1981 erwarben Bärbel und Wolfgang Schlags das Anwesen, dass unter Denkmalschutz steht. Die Wiederherstellung - eine Mammutaufgabe, mussten doch Kapelle, Wohnhaus, Hof und Garten komplett renoviert und auch die Reste der Wirtschaftsgebäude gesichert werden, die vermutlich durch Bombenangriffe teilweise zerstört waren.

Mit großer Sorgfalt wurde das ganze Anwesen liebevoll restauriert. Ein bis heute ständig laufender Prozess, denn immer wieder muss etwas gesichert, erneuert oder ergänzt werden.

Und auch die neuerlich durchgeführten Restaurierungsarbeiten hatten es in sich. Doch mit Unterstützung der Denkmalbehörden und dem Einsatz versierter Handwerker und Restauratoren wurde der Erhalt der historischen Anlage auf lange Zeit gesichert.

Die kompletten ehemaligen Wirtschaftsgebäude wurden in einem großen Kraftakt innen freigelegt. Dabei fiel auf, dass eine der mit Efeu berankten Giebelwände instabil ist. Leider musste sie abgetragen werden, um größere Schäden zu vermeiden.
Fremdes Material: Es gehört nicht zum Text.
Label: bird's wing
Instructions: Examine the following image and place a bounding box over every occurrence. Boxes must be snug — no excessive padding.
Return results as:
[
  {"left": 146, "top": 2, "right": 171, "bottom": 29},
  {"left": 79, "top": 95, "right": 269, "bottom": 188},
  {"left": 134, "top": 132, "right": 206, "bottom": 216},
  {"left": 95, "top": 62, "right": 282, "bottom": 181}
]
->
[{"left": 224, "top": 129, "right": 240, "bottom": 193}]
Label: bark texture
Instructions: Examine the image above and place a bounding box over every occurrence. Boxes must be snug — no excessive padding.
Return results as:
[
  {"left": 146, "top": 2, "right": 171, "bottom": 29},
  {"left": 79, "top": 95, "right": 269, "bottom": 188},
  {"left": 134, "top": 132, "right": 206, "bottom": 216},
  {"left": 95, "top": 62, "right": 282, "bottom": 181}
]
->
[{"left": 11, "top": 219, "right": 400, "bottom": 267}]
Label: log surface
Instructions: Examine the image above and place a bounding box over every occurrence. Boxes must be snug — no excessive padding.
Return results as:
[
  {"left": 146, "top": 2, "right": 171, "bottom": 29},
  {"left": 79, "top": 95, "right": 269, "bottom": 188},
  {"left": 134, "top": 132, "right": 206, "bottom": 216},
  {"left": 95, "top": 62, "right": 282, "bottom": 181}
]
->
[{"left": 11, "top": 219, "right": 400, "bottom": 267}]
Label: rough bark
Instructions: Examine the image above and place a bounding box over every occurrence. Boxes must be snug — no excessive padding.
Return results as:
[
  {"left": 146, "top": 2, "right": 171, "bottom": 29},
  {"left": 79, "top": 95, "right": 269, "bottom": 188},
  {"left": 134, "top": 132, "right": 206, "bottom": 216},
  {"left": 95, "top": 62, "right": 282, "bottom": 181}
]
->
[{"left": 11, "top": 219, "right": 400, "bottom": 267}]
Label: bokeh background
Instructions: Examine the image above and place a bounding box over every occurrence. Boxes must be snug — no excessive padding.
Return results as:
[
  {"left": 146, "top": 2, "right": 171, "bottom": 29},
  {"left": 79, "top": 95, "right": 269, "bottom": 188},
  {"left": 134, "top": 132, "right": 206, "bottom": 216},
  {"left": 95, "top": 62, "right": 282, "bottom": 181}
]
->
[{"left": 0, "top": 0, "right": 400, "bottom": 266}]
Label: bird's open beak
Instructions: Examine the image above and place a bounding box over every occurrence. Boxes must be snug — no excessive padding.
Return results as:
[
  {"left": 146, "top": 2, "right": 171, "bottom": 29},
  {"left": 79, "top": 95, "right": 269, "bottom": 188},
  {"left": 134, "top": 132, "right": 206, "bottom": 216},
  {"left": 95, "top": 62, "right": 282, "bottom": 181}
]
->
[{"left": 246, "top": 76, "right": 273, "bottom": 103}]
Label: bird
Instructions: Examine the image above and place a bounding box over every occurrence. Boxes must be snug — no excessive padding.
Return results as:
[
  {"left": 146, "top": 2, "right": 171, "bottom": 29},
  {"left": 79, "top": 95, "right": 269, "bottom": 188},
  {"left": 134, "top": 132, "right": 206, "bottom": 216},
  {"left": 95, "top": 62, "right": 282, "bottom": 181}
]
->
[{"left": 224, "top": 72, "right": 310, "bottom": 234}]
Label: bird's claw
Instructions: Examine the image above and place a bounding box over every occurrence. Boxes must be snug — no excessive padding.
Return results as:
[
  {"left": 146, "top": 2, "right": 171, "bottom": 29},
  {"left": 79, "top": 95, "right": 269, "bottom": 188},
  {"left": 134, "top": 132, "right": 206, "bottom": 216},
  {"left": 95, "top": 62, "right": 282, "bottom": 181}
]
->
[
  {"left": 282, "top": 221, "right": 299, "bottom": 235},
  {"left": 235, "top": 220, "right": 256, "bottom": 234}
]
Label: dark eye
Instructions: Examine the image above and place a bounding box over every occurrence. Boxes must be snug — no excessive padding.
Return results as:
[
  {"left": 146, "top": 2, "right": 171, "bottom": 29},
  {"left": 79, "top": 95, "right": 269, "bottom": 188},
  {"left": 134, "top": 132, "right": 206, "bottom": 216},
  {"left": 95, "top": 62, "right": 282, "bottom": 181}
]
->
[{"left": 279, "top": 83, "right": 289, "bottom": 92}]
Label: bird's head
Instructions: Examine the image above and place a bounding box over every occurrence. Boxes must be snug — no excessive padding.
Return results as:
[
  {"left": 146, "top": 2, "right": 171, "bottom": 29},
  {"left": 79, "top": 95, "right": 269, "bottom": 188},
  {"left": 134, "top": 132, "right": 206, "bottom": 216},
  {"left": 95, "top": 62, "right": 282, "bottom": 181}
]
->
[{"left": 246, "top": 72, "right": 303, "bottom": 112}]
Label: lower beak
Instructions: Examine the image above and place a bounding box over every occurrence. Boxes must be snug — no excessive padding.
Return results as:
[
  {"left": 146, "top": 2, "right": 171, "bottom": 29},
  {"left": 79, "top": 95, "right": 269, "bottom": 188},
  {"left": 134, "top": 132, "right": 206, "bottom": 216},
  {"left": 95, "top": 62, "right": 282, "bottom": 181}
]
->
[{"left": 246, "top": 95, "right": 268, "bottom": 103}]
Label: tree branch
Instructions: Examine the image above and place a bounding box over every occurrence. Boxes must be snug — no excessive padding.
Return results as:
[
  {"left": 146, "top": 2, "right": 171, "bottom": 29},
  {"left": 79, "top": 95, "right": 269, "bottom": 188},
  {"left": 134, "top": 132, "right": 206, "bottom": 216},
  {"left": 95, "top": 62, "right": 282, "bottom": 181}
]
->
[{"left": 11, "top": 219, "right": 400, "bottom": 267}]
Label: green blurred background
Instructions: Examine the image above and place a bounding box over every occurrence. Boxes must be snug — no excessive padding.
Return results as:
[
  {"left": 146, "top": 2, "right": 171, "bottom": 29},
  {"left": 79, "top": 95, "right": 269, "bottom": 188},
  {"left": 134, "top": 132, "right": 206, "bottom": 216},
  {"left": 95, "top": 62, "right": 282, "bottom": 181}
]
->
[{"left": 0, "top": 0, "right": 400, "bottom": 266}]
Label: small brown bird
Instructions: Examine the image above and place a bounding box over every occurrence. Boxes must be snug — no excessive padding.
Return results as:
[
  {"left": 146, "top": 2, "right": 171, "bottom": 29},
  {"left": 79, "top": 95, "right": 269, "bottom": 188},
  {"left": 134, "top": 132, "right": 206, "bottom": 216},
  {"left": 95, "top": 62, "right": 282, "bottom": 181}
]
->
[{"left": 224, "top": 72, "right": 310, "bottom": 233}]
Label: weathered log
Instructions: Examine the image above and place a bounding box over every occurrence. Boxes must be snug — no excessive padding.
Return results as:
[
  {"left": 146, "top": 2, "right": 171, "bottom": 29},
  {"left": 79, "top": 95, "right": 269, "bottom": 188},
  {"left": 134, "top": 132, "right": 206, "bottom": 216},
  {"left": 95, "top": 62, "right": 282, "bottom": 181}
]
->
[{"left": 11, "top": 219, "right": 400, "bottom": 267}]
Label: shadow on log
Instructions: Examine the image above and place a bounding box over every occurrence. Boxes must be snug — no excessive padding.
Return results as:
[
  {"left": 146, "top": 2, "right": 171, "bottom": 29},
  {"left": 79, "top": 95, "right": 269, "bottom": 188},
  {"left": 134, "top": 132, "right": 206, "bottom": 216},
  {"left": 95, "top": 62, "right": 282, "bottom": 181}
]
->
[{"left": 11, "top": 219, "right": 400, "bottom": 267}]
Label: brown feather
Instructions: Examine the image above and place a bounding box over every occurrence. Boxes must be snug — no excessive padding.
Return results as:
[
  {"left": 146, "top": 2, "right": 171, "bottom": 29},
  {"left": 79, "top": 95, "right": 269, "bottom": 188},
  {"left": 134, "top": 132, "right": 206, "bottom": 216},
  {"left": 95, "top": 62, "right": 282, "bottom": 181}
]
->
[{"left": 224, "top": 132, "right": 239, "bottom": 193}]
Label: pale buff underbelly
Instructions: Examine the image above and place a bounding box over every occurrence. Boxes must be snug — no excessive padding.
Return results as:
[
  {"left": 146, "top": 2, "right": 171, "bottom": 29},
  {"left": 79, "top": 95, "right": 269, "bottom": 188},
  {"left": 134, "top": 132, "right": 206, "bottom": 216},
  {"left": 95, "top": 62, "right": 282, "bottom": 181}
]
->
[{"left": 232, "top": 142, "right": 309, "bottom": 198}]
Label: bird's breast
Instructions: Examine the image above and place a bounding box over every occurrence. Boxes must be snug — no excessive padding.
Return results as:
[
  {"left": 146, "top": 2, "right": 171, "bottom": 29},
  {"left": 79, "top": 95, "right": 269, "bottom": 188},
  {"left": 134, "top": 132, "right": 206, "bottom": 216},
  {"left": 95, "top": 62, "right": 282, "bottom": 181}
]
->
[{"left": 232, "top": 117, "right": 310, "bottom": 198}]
Zur Sicherung des Restbestandes wurden die Mauerkronen mit einer Trassmörtelmischung abgedeckt, um Witterungseinflüsse abzuhalten.

Bei den Arbeiten wurde ein Gewölbe innerhalb des Gebäudes gefunden und gesichert.

Gewände wurden teilweise erneuert, andere Eichenbalken, die als als Torstürze dienten, weil der Bestand verrottet war, eingezogen.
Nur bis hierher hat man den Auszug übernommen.